There are always a wide variety of Options, Tools and Approaches available. Picking the CORRECT ones to do the work as EFFICIENTLY and ELEGANTLY as possible, is the ART to be mastered.
At its core, a parser is a software tool designed to extract specific data from various types of content.
Parsing by definition:
Parse Definition & Meaning - Merriam-Webster
1 a : to divide (a sentence) into grammatical parts and identify the parts and their relations to each other
b : to describe (a word) grammatically by stating the part of speech and explaining the inflection (see inflection sense 2a) and syntactical relationships
2 : to examine in a minute way : analyze critically
So, in essence, we are sifting through phrases, sentences, and paragraphs of content (written in this case), looking for the relationships among these words, and trying to understand the message they convey in CONTEXT to where, why, and how they are used.
The data sources can vary, but typically in Web Scraping, it would be scraped from the HTML of the webpage or website.
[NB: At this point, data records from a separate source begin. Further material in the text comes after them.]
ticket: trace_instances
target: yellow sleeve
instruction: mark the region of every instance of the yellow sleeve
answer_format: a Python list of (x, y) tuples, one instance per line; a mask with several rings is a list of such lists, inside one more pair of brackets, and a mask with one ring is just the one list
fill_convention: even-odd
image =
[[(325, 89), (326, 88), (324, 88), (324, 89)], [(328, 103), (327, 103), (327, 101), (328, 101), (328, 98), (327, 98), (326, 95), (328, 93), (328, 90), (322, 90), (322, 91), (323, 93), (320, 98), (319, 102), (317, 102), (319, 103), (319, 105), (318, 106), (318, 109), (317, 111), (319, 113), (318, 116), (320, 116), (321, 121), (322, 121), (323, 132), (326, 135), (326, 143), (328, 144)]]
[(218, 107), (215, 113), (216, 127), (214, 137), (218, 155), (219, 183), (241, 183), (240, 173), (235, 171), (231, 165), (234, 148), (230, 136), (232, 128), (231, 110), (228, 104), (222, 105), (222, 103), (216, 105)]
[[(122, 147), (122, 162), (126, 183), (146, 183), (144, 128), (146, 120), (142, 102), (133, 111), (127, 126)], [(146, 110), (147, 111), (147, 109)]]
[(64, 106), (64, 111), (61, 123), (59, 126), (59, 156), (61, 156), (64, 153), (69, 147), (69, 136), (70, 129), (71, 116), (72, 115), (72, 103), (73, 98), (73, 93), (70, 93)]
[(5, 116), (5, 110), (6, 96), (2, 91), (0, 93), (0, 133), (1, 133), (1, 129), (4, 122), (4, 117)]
JSON, XML, or any other type of structured data syntaxes are solvable using the same approach.
From Business Model to Data
The scenario for a parser leads to another thought pattern, namely DDD. It would be prudent to design the Parser to behave like a “black/white/pink/X/Y/Z” box, isolated and stand-alone.
We can then interface with the parser via translators and ACLs to ensure it doesn’t affect the rest of the main application when modifications are made to its model.
We design the parser to do only one core thing, Parse HTML or Parse XML, if we need to “interpret” both language models, we design two unique and dedicated Parsers.
Approaches
First, we need to look at quite a few data examples to get a good sense of what we are dealing with before we start writing code for a dedicated parser.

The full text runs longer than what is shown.